SCOTTSDALE, ARIZ. — Perioperative use of magnesium sulfate during cesarean delivery did not relieve short- or long-term pain for women in a double-blind, randomized controlled trial of 120 women.
Neither high nor low doses produced any benefit in pain control or satisfaction compared with saline solution in the intent-to-treat analysis.
Other than the expected variation in serum concentrations of magnesium, the only significant differences were slightly greater blood loss and longer time to solid foods for the women given magnesium sulfate, study investigator Everett F. Magann, M.D., reported at the annual meeting of the Central Association of Obstetricians and Gynecologists.
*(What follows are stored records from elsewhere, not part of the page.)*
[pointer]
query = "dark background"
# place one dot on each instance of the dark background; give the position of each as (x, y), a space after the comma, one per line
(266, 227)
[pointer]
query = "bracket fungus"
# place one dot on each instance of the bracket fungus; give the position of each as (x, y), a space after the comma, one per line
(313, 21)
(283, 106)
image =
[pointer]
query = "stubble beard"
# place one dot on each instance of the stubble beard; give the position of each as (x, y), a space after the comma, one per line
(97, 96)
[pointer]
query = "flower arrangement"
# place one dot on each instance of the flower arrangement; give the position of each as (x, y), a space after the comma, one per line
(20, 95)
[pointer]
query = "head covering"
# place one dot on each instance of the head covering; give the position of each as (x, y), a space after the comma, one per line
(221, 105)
“Given the absence of any apparent analgesic benefit and the apparent increase in blood loss, we do not believe that the perioperative administration is clinically useful,” said Dr. Magann, a captain in the U.S. Naval Reserve who currently practices at Naval Medical Center Portsmouth (Va.).
The investigators wanted to test magnesium sulfate because it has been used successfully to control pain from cancer and some surgical procedures in other fields of medicine, according to Dr. Magann. He said they had found one abstract reporting that preeclamptic women undergoing cesarean deliveries had less pain than did matched controls.
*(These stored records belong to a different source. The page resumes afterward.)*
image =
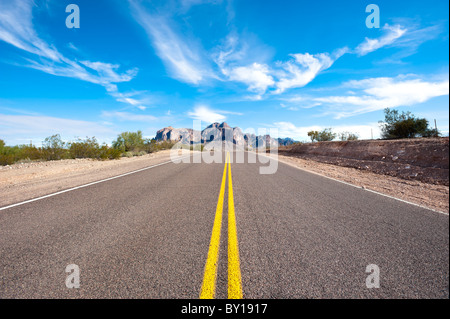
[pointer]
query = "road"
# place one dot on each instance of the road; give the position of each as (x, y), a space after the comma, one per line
(148, 235)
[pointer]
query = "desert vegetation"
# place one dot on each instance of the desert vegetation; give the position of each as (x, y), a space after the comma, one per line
(127, 144)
“The use of magnesium is very familiar to obstetricians,” he said. “It is used in pregnancies complicated by preeclampsia and in pregnancies complicated by preterm labor to delay delivery until corticosteroids have been administered to accelerate fetal lung maturity and lessen neonatal morbidity.”
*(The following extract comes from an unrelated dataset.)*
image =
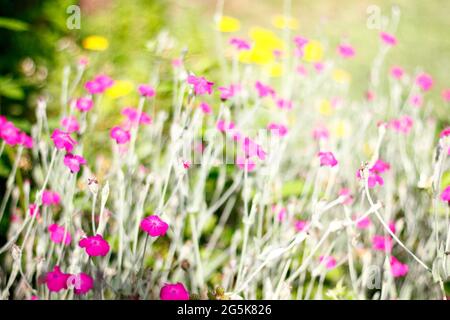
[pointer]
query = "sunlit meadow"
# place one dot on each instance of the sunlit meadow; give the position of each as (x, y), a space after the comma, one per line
(260, 176)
Magnesium is believed to alter pain processing, because it acts as an antagonist to receptors in the spinal cord.
“There is experimental evidence that magnesium may modulate acute pain [and] reduce postsurgical pain intensity and/or the dosage of analgesics,” Dr. Magann said.
He conducted the study at King Edward Memorial Hospital for Women, Perth, Western Australia, with colleagues from the hospital and the University of Western Australia.
From October 2002 to June 2004, they enrolled 131 women aged 18 years or older who were undergoing a planned cesarean delivery of a single infant, had no contraindication to magnesium sulfate, and consented to a combined spinal-epidural anesthetic.
Patients and health care providers were blinded to the randomization of the women. Eleven women withdrew consent or did not proceed to cesarean delivery. Although 15 women did not receive a full 24-hour infusion of magnesium sulfate and 9 did not adhere to analgesic protocol, these patients were included in the intent-to-treat analysis.
The high-dose group of 42 patients was given 50 mg/kg of magnesium sulfate an hour before surgery and 2 g/hour afterward.
A low-dose cohort of 38 women received a 25 mg/kg loading dose followed by 1 g/hour after surgery.
Forty women in a control group received a saline solution.
There were no significant differences between groups in baseline characteristics such as age and weight.
Although none of the women had serious complications requiring transfusions, Dr. Magann reported blood loss as 400 mL for the control group, 475 mL for the low-dose patients, and 500 mL in women at the higher dose.
Time to solid foods was 3 hours in the control group and 6 hours in the two cohorts on magnesium sulfate.
At 6 weeks, none of the women were using analgesic drugs. They also did not have any wound pain with movement or pressure.
Discussant Paul Ogburn, M.D., said the paper answered “fairly definitively no” to the question of whether magnesium sulfate would relieve cesarean pain.
Dr. Ogburn, director of maternal-fetal medicine at the State University of New York at Stony Brook, also suggested that the incidental findings of increased blood loss and delay until solid food is consumed may be important clinically.